En la soledad de la playa

En la soledad de la playa

        Hoy era un día perfecto de verano para aquella ansiada excursión a la playa. Había amanecido un sol radiante y aprovechando que su marido estaría todo el día fuera, ella preparó las cosas para disfrutar el día con él, junto al mar. Siempre conducía ella. Él se sentó a su lado, sin parar de lanzarle miradas cargadas de amor.

-Seguro que te gusta donde te voy a llevar es una cala solitaria de la que me hablaron el otro día.

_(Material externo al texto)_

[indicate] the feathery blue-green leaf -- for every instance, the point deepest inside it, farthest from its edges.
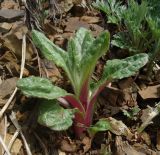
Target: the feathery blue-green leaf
(121, 68)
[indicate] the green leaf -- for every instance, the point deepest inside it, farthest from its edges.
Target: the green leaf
(123, 41)
(119, 69)
(99, 47)
(77, 47)
(102, 125)
(40, 87)
(49, 49)
(112, 8)
(52, 115)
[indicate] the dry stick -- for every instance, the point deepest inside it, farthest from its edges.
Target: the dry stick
(13, 139)
(4, 146)
(13, 117)
(15, 122)
(152, 114)
(41, 143)
(21, 74)
(38, 59)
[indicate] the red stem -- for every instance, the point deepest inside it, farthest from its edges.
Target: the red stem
(84, 94)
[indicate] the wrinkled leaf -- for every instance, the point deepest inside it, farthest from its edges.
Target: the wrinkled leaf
(40, 87)
(99, 47)
(49, 49)
(52, 115)
(77, 47)
(102, 125)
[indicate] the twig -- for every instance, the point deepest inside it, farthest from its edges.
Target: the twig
(38, 59)
(21, 74)
(15, 122)
(152, 114)
(4, 146)
(41, 143)
(13, 139)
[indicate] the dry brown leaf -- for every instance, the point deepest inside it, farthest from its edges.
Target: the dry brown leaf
(145, 136)
(150, 92)
(7, 87)
(123, 148)
(68, 146)
(9, 15)
(74, 24)
(15, 150)
(5, 27)
(9, 4)
(90, 20)
(119, 128)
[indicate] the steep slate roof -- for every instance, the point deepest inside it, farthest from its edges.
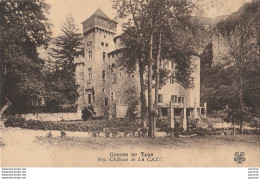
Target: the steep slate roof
(99, 13)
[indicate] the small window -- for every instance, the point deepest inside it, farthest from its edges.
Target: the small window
(106, 101)
(89, 55)
(103, 74)
(89, 73)
(104, 55)
(89, 98)
(160, 98)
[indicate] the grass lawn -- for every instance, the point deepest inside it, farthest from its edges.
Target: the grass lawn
(166, 143)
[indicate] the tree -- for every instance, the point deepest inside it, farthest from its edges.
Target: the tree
(24, 27)
(67, 45)
(240, 32)
(63, 79)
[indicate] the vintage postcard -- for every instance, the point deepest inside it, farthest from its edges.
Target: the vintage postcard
(130, 83)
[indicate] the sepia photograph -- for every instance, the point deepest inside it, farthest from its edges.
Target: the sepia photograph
(130, 83)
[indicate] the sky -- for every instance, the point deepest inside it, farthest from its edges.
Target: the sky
(82, 9)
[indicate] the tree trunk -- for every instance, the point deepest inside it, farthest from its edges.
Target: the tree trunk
(233, 124)
(241, 103)
(150, 107)
(157, 82)
(7, 105)
(142, 94)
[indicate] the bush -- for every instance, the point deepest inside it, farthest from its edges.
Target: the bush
(83, 126)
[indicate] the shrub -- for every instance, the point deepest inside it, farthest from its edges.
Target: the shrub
(119, 125)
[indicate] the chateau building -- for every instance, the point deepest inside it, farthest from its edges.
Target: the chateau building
(111, 91)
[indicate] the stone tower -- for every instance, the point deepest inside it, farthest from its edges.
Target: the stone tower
(92, 72)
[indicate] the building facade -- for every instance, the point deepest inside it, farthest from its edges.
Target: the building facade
(110, 90)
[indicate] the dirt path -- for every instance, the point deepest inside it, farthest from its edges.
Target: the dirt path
(31, 148)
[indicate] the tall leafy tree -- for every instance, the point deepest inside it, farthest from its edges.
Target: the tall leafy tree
(23, 27)
(66, 46)
(149, 33)
(234, 86)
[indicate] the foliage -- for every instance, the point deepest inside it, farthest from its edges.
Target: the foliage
(24, 27)
(117, 125)
(67, 45)
(232, 88)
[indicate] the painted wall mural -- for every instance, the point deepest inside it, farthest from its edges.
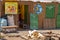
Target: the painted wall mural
(11, 7)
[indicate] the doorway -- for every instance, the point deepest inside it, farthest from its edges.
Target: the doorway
(23, 15)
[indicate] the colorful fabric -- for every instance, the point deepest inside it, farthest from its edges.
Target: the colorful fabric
(3, 22)
(50, 11)
(38, 8)
(58, 21)
(11, 7)
(59, 9)
(33, 21)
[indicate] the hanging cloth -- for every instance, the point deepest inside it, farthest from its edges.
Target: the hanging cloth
(10, 20)
(33, 21)
(50, 10)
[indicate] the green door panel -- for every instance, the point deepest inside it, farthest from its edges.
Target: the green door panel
(33, 21)
(50, 10)
(59, 9)
(58, 21)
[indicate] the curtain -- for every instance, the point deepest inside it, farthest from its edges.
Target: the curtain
(33, 21)
(50, 10)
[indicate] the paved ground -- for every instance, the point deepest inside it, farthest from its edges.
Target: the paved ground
(23, 34)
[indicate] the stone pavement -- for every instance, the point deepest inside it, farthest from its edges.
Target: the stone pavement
(23, 34)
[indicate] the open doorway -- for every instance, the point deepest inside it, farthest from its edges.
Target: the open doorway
(23, 15)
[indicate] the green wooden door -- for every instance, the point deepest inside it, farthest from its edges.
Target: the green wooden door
(50, 10)
(33, 21)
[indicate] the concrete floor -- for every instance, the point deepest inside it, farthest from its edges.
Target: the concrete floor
(23, 34)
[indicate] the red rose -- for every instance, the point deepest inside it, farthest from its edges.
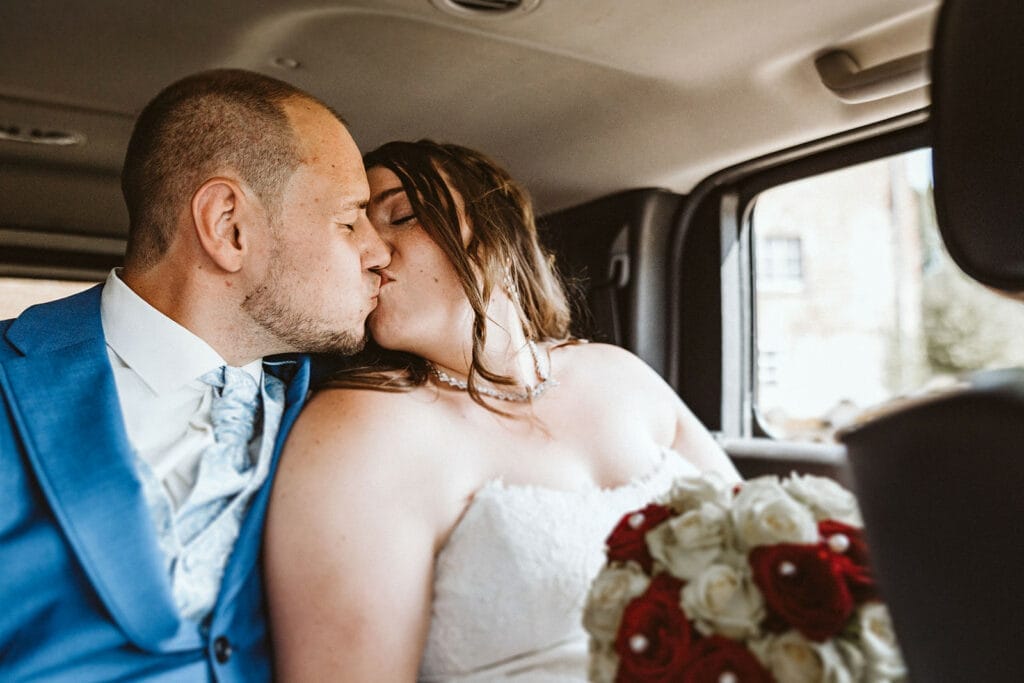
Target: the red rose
(806, 586)
(653, 639)
(627, 540)
(852, 559)
(712, 659)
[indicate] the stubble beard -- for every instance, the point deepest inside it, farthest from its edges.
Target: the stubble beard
(274, 310)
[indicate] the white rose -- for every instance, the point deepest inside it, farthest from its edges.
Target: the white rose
(690, 493)
(725, 601)
(793, 658)
(764, 514)
(688, 544)
(826, 499)
(610, 592)
(602, 666)
(879, 643)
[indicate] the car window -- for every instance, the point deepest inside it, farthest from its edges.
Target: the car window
(856, 300)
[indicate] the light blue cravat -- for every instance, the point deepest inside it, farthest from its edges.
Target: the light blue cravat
(198, 539)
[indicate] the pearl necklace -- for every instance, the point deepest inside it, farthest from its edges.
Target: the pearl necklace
(530, 392)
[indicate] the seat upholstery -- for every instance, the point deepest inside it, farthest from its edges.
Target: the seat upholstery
(940, 479)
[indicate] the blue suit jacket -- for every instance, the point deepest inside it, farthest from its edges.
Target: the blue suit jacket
(83, 592)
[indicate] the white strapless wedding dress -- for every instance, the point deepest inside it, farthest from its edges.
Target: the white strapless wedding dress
(511, 582)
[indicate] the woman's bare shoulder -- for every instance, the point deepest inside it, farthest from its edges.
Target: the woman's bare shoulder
(359, 430)
(607, 363)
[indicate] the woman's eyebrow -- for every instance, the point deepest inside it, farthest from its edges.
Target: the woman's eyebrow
(384, 194)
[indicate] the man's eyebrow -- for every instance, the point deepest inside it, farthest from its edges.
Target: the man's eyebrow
(384, 194)
(360, 204)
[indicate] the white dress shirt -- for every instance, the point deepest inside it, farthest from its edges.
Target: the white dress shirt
(157, 365)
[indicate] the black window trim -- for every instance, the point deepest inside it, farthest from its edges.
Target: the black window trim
(722, 205)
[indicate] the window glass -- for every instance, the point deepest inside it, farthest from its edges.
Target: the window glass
(16, 294)
(856, 300)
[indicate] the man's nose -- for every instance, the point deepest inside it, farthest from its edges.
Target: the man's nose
(376, 252)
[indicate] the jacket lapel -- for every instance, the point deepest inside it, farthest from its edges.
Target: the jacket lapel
(66, 406)
(246, 554)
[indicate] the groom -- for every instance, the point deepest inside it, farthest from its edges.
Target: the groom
(140, 420)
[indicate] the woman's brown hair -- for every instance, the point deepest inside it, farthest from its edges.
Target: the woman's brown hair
(504, 244)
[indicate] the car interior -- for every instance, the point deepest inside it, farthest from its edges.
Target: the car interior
(741, 194)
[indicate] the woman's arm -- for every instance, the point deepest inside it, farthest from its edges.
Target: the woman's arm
(674, 423)
(696, 444)
(349, 547)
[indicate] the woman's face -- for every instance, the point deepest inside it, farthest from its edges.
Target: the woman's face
(422, 303)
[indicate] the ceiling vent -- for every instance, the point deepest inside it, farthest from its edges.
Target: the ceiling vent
(485, 8)
(59, 138)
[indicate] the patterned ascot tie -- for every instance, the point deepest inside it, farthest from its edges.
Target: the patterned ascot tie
(198, 538)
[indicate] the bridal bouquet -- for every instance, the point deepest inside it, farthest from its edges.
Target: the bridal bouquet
(763, 581)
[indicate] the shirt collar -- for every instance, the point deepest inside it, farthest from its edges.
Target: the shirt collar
(163, 353)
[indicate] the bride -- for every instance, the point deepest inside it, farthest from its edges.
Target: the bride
(440, 509)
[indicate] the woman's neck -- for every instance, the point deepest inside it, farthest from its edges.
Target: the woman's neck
(506, 349)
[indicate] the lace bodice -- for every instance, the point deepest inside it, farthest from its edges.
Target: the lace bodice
(510, 584)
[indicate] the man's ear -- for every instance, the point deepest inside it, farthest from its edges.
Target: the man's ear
(219, 210)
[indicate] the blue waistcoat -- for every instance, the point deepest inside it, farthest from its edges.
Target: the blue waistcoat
(83, 591)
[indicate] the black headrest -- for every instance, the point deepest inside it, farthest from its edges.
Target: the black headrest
(978, 119)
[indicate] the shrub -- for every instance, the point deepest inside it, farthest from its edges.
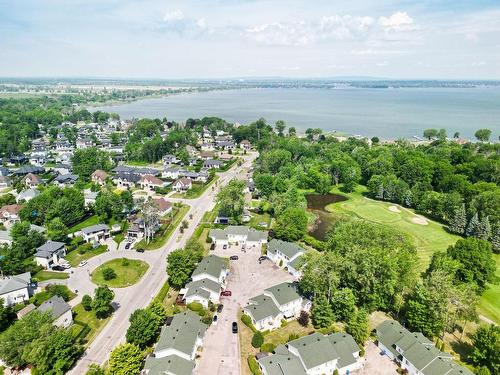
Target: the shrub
(108, 273)
(267, 347)
(257, 339)
(87, 302)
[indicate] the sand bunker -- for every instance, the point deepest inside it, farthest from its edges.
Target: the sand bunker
(419, 220)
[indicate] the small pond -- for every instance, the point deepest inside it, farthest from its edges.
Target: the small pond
(316, 203)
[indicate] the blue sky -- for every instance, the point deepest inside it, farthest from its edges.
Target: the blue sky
(243, 38)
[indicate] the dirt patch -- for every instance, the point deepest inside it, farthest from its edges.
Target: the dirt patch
(419, 220)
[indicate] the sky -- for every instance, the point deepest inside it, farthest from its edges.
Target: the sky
(398, 39)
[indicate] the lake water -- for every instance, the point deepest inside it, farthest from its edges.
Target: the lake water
(387, 113)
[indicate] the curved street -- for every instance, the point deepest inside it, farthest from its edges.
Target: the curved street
(137, 296)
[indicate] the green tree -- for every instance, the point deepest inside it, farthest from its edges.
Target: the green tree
(322, 314)
(357, 326)
(101, 305)
(483, 135)
(291, 225)
(125, 359)
(144, 328)
(486, 348)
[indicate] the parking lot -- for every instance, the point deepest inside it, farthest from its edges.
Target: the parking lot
(247, 279)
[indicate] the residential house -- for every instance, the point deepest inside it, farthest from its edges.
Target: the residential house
(65, 180)
(99, 177)
(50, 254)
(182, 184)
(16, 289)
(164, 206)
(60, 311)
(9, 214)
(95, 233)
(27, 195)
(415, 353)
(286, 255)
(212, 163)
(176, 349)
(314, 354)
(279, 302)
(234, 234)
(149, 182)
(31, 180)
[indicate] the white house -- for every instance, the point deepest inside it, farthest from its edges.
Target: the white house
(50, 254)
(60, 311)
(16, 289)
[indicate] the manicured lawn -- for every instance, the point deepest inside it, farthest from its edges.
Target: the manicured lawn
(50, 275)
(88, 318)
(489, 304)
(164, 233)
(74, 257)
(126, 275)
(427, 238)
(91, 220)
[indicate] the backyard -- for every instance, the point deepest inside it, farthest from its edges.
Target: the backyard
(127, 272)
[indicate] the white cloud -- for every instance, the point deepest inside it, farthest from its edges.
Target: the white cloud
(174, 15)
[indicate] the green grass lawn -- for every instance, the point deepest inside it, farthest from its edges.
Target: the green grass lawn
(126, 275)
(74, 257)
(88, 318)
(489, 303)
(164, 233)
(427, 238)
(50, 275)
(91, 220)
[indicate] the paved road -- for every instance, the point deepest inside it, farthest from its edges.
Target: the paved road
(140, 295)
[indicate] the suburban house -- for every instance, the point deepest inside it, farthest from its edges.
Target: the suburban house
(16, 289)
(414, 352)
(314, 354)
(176, 349)
(60, 310)
(65, 180)
(27, 195)
(149, 182)
(31, 180)
(182, 184)
(279, 302)
(50, 253)
(99, 177)
(212, 163)
(164, 206)
(208, 280)
(234, 234)
(286, 255)
(9, 214)
(95, 233)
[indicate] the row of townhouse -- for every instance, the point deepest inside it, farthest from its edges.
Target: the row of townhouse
(175, 352)
(315, 354)
(277, 303)
(207, 281)
(415, 353)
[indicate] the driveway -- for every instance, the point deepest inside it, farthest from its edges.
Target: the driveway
(247, 278)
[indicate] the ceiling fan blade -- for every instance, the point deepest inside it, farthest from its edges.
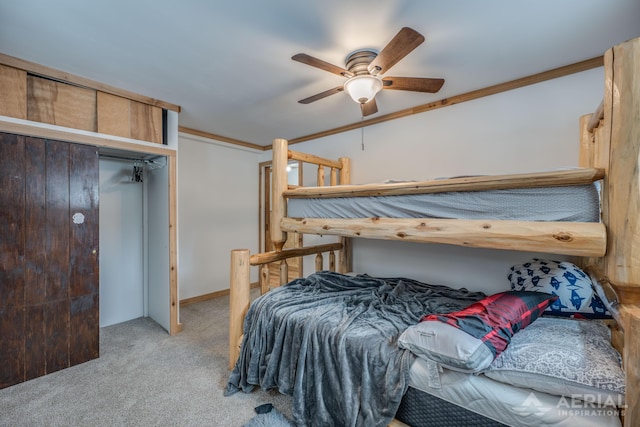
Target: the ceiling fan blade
(321, 95)
(319, 63)
(404, 42)
(369, 108)
(415, 84)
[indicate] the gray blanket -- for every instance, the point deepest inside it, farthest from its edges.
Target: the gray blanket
(330, 342)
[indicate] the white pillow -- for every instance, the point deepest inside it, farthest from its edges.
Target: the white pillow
(564, 357)
(447, 345)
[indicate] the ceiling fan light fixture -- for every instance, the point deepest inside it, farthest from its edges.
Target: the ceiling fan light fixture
(363, 89)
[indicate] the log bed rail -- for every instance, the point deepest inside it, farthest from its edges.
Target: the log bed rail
(609, 251)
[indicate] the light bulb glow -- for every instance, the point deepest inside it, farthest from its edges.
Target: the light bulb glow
(363, 89)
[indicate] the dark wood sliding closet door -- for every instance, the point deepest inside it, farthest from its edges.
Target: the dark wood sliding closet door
(49, 318)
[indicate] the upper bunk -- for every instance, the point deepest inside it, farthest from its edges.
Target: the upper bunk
(609, 145)
(494, 211)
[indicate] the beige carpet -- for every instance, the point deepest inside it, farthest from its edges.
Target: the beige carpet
(144, 377)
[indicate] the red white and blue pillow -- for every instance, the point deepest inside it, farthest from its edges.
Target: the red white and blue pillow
(572, 286)
(470, 339)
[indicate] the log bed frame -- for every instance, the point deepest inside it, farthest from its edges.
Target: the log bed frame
(609, 251)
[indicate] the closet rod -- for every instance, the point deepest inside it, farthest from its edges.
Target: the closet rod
(133, 159)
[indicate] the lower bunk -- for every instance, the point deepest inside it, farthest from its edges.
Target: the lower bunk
(352, 350)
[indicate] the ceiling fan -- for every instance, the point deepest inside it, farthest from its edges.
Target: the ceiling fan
(364, 68)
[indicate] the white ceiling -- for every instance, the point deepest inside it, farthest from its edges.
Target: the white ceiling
(227, 63)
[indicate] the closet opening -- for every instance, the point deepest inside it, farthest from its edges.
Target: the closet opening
(134, 237)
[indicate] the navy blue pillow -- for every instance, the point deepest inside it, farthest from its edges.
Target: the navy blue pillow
(572, 286)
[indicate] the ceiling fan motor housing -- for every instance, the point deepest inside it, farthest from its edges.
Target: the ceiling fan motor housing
(357, 62)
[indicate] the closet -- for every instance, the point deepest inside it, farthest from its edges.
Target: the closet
(55, 135)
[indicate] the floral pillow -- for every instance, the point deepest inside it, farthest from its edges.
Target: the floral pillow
(572, 286)
(564, 357)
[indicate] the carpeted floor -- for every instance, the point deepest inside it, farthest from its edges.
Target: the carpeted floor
(144, 377)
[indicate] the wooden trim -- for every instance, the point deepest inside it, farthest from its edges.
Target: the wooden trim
(43, 130)
(222, 138)
(51, 73)
(568, 238)
(175, 325)
(468, 96)
(239, 299)
(596, 117)
(475, 183)
(313, 159)
(210, 296)
(273, 256)
(278, 187)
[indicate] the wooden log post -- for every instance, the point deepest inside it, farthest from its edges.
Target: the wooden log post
(320, 178)
(239, 299)
(279, 186)
(345, 263)
(264, 279)
(319, 262)
(284, 272)
(345, 257)
(345, 170)
(621, 203)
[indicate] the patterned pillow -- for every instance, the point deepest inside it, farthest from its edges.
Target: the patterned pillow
(469, 340)
(564, 357)
(576, 296)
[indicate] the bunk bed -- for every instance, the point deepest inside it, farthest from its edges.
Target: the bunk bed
(607, 248)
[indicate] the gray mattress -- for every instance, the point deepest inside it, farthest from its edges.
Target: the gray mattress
(580, 203)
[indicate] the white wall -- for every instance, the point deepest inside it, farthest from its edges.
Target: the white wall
(528, 129)
(121, 244)
(218, 211)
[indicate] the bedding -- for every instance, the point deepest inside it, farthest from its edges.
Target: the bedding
(330, 341)
(565, 203)
(573, 287)
(513, 406)
(470, 339)
(565, 357)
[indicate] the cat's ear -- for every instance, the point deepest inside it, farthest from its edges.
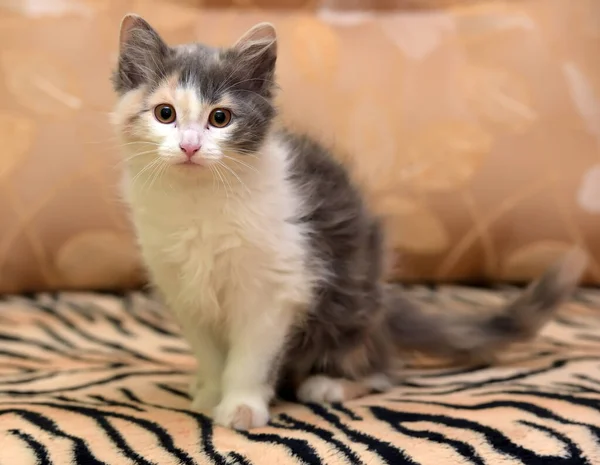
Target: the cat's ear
(257, 48)
(142, 54)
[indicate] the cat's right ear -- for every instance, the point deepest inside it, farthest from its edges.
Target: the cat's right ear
(142, 54)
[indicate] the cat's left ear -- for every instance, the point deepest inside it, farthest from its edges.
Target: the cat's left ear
(142, 54)
(257, 48)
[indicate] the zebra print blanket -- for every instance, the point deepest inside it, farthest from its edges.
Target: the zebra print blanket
(101, 379)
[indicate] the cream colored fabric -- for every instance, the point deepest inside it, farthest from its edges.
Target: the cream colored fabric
(100, 379)
(474, 129)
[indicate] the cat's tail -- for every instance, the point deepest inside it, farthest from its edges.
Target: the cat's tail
(478, 335)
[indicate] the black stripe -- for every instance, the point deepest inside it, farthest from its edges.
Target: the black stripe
(387, 451)
(81, 452)
(91, 384)
(38, 449)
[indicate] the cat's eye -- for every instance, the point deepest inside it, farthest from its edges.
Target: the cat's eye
(165, 113)
(219, 117)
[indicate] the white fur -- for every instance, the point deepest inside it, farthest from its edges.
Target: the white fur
(230, 266)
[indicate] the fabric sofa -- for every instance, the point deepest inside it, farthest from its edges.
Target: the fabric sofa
(474, 129)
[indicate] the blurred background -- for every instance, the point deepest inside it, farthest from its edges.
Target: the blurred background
(473, 126)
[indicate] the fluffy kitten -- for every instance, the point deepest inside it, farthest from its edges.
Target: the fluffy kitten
(262, 246)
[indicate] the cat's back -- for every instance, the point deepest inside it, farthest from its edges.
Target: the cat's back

         Él, por toda respuesta, sonrió.

         Detuvo el coche junto a la playa y ella extendió su mirada deslizándola por aquellas arenas desiertas. En pocos minutos ella se desvistió quedando adornada su piel, solamente por un sucinto y coloreado biquini que aderezaba sus curvas. Él revolcaba su cuerpo desnudo por la arena, sabedor de que ella no le quitaba su mirada de encima. Ella se sentía tan feliz que tuvo algo de remordimiento al recordar a su marido.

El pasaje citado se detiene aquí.